Un simple mégot mal peut avoir des conséquences dramatiques.


Le plan canicule est activé de toute part en Wallonie. Outre les températures qui montent, il y a aussi les risques d’incendies.

Les derniers feux de champs sont là pour nous rappeler à quel point il est nécessaire d’être vigilant. Les événements dramatiques qui se sont déroulés en Grèce sont hélas là pour nous rappeler combien le feu est destructeur et imprévisible.

Dans les zones rurales, il est important d’adopter les bons comportements et de ne pas “jouer avec le feu.”

Dans l’état actuel des choses, notre région n’a pris aucunes mesures concrètes pour prévenir les incendies sauvages mais même si aucun texte officiel n’est sorti, les forces de polices, les pompiers et les autorités communales de certaines villes veillent de près aux risques probables dus à la sécheresse et aux fortes chaleurs.
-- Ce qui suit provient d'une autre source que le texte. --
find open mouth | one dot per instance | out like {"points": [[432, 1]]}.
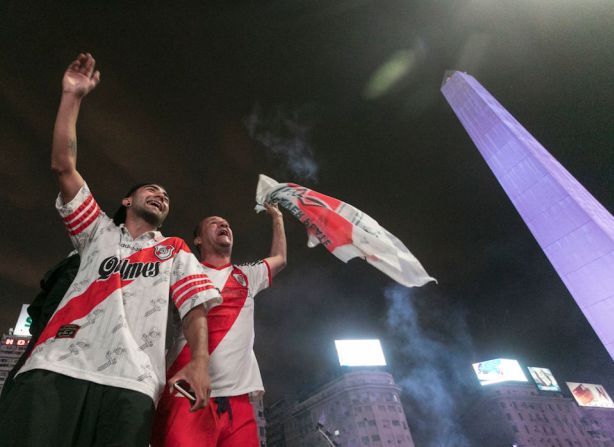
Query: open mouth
{"points": [[155, 203]]}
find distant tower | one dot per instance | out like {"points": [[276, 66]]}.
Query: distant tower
{"points": [[574, 230]]}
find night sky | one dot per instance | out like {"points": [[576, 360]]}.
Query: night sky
{"points": [[203, 98]]}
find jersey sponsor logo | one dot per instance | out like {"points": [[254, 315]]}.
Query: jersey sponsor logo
{"points": [[67, 331], [163, 252], [127, 269]]}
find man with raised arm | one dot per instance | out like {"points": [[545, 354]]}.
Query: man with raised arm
{"points": [[229, 420], [98, 367]]}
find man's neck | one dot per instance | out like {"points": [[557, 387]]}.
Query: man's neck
{"points": [[138, 227], [215, 259]]}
Ce cocktail détonnant peut engendrer des risques irrémédiables aux conséquences dramatiques en termes de drames humains. Ces derniers jours, Beaumont à connu un incendie assez important. Les champs fraîchement moissonnés sont des accélérateurs particulièrement efficaces en cas de départ de feu.

Au départ donc de ces incendies dans les champs, il y a souvent des machines des agriculteurs qui, dégageant de la chaleur, embrasent les herbes sèchent restées sur le sol.

Les nuits n’apportant quasiment pas de rosée, l’herbe coupée ne fait que sécher.

Même si des consignes ont été données pour affronter les fortes chaleurs et éviter les coups de chaleurs et autres phénomène de déshydratation, les autorités désirent étendre le champ de vigilance en précisant que les feux dans les jardins sont strictement interdits (même si c’est déjà le cas dans de nombreuses régions) ainsi que les barbecues sauvages. Il est aussi demandé de ne pas jeter ses mégots dans les champs. Si les dispositifs d’interventions des pompiers sont allégés par les départs en vacances, les hommes du feu restent malgré tout vigilants mais ont besoin de la collaboration de tous.